Empregando um humor inocente que não hesita em usar desmaios como punchlines ou recursos narrativos como balõezinhos de pensamento que pairam sobre as cabeças dos pequenos atores, O Pequeno Nicolas já encanta desde os créditos iniciais, que não só remetem aos desenhos originais de Jean-Jacques Sempé como também dão o tom lúdico que acompanhará a história até seu desfecho. No entanto, inocente ou não, o humor que atravessa a projeção é sempre eficiente, provocando risadas que nascem da surpresa (como o que ocorre quando o dedo-duro Agnan tira os óculos para um exame de vista) ou do puro constrangimento (o jantar organizado pelos pais de Nicolas rivaliza, em desastre e embaraço, com aquele de A Gaiola das Loucas).

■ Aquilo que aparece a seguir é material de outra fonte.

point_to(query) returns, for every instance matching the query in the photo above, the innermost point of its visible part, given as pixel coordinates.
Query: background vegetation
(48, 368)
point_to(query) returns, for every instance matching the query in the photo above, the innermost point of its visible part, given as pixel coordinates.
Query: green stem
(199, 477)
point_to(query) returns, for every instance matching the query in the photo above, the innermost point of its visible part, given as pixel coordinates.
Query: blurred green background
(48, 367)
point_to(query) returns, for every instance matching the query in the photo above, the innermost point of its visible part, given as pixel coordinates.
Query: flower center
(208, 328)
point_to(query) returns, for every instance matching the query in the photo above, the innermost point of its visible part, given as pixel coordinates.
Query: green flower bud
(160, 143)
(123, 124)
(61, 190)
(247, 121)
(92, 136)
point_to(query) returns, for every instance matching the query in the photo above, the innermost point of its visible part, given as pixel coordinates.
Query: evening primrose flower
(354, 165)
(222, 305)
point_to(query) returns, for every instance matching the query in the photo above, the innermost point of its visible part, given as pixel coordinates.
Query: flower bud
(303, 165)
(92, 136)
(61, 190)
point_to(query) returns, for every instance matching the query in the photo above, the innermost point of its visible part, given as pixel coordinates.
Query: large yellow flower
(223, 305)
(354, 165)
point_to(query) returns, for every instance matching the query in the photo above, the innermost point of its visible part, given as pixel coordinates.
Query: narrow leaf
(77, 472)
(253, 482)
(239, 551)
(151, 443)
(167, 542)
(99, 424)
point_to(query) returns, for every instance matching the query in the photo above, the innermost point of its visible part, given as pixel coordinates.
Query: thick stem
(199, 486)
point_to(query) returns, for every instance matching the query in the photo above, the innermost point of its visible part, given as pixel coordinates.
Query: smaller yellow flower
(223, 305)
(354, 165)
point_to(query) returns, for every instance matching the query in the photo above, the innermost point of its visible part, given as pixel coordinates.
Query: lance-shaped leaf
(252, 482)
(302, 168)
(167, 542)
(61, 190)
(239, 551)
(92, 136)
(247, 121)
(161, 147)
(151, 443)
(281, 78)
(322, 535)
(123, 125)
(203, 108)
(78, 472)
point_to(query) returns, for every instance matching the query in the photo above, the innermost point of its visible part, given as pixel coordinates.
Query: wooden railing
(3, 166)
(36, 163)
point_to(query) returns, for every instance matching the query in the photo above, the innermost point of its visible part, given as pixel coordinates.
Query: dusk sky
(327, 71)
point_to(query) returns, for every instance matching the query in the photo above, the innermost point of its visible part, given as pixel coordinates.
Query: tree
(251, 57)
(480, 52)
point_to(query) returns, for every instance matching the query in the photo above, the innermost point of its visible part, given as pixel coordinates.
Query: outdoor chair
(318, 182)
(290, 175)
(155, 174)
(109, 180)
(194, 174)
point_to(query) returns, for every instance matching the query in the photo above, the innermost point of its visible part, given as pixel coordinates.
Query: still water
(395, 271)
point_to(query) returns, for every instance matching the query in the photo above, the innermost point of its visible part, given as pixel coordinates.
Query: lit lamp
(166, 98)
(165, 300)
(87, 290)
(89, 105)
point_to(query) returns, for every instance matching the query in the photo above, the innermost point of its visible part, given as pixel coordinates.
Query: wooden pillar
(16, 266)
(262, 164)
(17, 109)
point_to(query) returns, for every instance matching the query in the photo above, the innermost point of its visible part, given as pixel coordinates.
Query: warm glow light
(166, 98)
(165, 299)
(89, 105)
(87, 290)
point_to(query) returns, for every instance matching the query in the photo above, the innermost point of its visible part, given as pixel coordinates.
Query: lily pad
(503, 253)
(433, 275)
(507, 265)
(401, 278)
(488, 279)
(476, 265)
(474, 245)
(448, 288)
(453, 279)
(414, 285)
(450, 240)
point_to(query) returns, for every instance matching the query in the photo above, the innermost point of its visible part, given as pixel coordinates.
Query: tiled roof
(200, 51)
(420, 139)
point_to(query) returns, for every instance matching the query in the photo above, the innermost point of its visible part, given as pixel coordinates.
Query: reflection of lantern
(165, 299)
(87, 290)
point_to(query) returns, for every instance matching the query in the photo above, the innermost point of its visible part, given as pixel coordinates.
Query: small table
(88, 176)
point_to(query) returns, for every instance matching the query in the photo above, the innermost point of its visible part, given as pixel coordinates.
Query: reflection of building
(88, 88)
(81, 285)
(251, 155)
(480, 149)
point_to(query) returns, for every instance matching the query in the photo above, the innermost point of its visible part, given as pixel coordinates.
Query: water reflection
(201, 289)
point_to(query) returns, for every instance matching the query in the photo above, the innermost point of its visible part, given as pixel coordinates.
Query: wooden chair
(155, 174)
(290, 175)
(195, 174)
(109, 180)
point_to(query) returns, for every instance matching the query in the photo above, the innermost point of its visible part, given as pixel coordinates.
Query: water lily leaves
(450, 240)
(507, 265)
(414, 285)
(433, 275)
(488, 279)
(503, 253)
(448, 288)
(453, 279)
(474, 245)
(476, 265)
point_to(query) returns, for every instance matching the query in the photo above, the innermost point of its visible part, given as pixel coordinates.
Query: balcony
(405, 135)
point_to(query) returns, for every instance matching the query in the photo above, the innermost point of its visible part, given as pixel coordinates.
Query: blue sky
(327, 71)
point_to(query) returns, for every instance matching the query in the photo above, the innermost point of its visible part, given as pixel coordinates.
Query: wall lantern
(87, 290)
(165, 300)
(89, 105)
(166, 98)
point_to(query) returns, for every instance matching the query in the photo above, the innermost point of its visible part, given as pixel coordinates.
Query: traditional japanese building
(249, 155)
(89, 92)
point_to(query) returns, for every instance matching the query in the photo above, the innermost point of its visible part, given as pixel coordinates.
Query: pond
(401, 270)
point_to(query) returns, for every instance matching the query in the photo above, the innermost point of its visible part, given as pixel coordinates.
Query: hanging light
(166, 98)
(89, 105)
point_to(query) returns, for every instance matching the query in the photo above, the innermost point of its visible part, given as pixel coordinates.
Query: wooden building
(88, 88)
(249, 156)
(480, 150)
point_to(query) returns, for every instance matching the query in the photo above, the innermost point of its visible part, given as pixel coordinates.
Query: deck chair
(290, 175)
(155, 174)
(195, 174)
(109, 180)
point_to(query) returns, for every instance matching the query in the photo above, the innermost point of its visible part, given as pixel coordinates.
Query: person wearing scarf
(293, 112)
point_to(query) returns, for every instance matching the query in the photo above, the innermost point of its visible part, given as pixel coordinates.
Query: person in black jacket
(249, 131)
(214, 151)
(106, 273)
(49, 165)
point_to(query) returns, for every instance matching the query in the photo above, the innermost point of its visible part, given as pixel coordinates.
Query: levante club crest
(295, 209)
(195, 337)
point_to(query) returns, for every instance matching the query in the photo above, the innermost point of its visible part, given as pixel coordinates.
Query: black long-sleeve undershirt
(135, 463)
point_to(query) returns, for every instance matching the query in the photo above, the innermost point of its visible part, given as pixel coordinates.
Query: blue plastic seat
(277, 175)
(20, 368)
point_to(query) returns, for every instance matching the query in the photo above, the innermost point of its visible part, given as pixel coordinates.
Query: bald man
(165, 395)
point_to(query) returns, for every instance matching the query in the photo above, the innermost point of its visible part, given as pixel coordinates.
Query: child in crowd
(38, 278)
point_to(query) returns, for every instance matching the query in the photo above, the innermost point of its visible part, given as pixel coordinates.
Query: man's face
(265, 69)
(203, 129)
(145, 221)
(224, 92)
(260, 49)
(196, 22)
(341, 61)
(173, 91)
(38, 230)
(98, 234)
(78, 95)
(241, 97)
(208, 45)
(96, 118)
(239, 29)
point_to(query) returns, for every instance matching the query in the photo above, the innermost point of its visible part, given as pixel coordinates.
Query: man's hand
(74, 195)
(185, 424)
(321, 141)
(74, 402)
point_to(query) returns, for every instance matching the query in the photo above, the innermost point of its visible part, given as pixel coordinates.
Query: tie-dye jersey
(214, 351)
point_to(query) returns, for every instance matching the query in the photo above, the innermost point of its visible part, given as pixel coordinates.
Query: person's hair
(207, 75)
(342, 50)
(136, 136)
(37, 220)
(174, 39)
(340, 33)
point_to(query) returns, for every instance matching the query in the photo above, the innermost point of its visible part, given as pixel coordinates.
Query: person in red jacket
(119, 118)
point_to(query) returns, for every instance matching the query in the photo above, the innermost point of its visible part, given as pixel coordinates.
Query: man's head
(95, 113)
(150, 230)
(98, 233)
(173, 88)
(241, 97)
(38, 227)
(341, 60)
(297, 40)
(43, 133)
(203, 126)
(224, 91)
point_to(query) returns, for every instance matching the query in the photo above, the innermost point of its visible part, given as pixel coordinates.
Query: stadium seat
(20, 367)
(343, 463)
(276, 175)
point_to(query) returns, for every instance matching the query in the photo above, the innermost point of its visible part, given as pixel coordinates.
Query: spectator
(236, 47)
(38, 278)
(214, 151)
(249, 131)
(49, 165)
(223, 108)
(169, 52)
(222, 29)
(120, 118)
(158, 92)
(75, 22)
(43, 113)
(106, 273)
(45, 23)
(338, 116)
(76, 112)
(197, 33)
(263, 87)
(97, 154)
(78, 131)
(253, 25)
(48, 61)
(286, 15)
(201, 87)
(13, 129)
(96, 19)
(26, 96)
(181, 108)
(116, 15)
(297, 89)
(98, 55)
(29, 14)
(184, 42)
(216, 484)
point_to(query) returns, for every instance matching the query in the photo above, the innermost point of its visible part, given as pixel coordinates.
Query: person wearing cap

Irmão de alma do Menino Maluquinho de Ziraldo (que gerou o filme doce e divertido de Helvécio Ratton em 1994), O Pequeno Nicolas ainda se beneficia do senso de humor inteligente e sempre surpreendente do mestre René Goscinny, dividindo sua natureza por vezes anárquica com outras de suas criações mais famosas como Iznogoud e, claro, Asterix (que ele concebeu ao lado de Uderzo) – e não é à toa que, em certo instante do filme, os pequenos heróis empregam um plano inspirado justamente nas aventuras dos gauleses malucos.
Numa época em que o cinismo parece dominar boa parte das produções cinematográficas (mesmo aquelas voltadas para o público infantil), a doçura de O Pequeno Nicolas – que não o impede de ser incrivelmente engraçado, repito – representa mais do que bem-vinda dose de ar fresco; é algo necessário e reconfortante.